Martina Navratilova a remis le trophée Suzanne-Lenglen à Serena Williams en 2015, porte d’Auteuil. Crédit photo : AFP.

« Seule la guerre a empêché les grands tournois de se dérouler, rappelle la championne d’origine tchèque. Maintenant, c’est cette pandémie. Pour des joueurs comme Roger Federer et Serena Williams, c’est du temps de perdu. Surtout pour Serena. » Selon elle, le Grand Chelem britannique reste la meilleure chance pour l’Américaine, bloquée à 23 titres, de battre le record de Margaret Court. « C’est une occasion perdue. On ne rajeunit pas. Si j’étais dans cette situation, je deviendrais dingue de ne pas pouvoir jouer.

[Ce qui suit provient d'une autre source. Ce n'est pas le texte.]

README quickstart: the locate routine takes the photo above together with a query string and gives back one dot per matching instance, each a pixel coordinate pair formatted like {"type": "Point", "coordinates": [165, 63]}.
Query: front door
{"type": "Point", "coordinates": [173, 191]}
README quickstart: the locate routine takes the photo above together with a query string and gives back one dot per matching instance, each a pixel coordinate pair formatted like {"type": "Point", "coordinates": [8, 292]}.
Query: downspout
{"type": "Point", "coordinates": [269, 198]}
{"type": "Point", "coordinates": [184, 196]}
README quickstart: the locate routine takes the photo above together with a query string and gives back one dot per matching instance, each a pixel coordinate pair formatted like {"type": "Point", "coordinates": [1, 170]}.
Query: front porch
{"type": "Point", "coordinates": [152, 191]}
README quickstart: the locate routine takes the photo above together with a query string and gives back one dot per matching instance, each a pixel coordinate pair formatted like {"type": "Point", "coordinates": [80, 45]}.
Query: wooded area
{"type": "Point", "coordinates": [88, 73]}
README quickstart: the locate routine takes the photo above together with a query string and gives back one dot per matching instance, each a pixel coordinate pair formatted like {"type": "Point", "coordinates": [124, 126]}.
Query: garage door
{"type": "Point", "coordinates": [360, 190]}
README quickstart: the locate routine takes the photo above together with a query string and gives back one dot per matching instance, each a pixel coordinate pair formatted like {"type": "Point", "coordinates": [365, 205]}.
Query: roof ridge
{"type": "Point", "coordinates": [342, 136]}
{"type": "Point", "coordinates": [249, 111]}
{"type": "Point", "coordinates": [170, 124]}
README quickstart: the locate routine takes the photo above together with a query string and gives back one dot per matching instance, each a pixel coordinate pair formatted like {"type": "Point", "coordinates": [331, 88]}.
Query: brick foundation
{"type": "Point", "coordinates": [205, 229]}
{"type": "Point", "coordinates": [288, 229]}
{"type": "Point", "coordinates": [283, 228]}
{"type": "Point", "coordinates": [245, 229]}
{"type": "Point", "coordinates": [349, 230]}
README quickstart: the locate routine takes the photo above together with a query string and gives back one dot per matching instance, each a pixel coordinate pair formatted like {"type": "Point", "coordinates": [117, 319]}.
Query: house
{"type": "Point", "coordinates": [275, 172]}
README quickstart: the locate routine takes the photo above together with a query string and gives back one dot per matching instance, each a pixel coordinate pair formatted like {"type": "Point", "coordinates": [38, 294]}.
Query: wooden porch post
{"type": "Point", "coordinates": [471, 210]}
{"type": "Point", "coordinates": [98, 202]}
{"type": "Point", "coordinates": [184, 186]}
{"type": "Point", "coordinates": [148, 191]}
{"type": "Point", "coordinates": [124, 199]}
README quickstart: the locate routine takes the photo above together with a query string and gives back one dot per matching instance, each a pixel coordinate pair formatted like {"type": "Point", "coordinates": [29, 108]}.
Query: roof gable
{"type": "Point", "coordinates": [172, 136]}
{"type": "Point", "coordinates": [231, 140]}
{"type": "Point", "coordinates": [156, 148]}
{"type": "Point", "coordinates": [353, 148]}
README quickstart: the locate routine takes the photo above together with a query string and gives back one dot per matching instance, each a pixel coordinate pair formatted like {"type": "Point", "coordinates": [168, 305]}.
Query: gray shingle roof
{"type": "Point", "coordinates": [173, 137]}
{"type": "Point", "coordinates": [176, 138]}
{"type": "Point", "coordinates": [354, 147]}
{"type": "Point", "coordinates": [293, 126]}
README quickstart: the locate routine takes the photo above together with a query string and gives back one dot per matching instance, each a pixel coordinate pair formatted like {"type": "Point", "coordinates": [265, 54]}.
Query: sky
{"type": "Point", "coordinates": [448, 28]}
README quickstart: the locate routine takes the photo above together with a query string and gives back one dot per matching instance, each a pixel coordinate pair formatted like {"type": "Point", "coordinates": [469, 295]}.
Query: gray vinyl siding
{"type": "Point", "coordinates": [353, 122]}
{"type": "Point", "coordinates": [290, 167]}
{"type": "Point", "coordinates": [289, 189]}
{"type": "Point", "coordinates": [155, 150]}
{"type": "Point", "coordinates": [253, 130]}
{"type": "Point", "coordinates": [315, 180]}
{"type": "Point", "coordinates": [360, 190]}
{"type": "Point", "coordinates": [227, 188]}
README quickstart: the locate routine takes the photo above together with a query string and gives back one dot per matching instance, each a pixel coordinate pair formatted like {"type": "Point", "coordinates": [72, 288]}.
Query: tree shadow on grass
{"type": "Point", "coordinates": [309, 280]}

Tout le monde est dans le même bateau, mais pour les vieux joueurs comme Roger et même Rafael Nadal et, surtout, Serena Williams, c’est plus difficile. Sans aucun doute. Je compatis avec eux, parce que c’est un ennemi contre lequel on ne peut pas lutter. On espère juste que ça va finir par disparaitre et qu’on pourra jouer l’année prochaine. Novak Djokovic est juste derrière Roger et Rafa dans la course aux grands titres, mais je pense que celui qui est le plus touché est Roger Federer parce qu’il est, de loin, l’aîné. Mais il faut faire avec. Comme l’a dit Billie Jean King, les champions s’adaptent ».